The House approved the legislation 215-204, capping a turbulent week for Democratic leaders, who were forced to kill $24 billion in aid to cash-starved states and $7 billion for health insurance subsidies for laid-off workers. The programs were created by last year's economic stimulus bill.
Left standing is the unemployment insurance extension and a grab bag of unfinished business, including numerous spending measures and a renewal of more than 50 tax breaks for individuals and businesses.
The legislation, which now faces an uncertain fate in the Senate, spends about $115 billion on tax breaks and spending such as assistance for doctors facing lower Medicare payments, a summer jobs program sought by minority lawmakers, and settlements of long-running class-action lawsuits brought against the government by black farmers and American Indians.

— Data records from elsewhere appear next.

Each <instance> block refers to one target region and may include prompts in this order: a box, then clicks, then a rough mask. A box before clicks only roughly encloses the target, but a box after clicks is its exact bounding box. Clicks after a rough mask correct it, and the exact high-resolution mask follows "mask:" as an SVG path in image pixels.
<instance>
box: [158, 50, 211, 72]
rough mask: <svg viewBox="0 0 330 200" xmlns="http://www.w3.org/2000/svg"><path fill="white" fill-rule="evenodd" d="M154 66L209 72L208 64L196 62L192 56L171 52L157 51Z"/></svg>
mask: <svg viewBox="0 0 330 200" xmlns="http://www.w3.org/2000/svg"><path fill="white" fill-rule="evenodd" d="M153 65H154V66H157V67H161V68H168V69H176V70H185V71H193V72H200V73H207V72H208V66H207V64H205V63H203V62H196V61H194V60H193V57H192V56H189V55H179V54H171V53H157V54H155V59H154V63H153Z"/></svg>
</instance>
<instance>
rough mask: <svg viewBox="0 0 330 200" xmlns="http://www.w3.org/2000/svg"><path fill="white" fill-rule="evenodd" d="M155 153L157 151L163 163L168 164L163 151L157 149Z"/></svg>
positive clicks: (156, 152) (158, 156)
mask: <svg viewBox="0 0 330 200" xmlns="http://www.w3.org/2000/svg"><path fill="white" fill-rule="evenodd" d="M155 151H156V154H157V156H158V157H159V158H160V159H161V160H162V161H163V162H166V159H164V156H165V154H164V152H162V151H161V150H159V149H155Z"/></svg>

Offsetting tax increases, such as a new levy on investment and hedge fund managers, helped bring the bill's drag on the federal deficit down to $54 billion, according to the Congressional Budget Office.
Despite House action, Democrats will miss a deadline of passing a jobless benefits measure before Memorial Day. The Senate left Washington Friday without acting on the legislation. The extended benefits for the long-term jobless expires Wednesday, though the immediate impact will be relatively slight.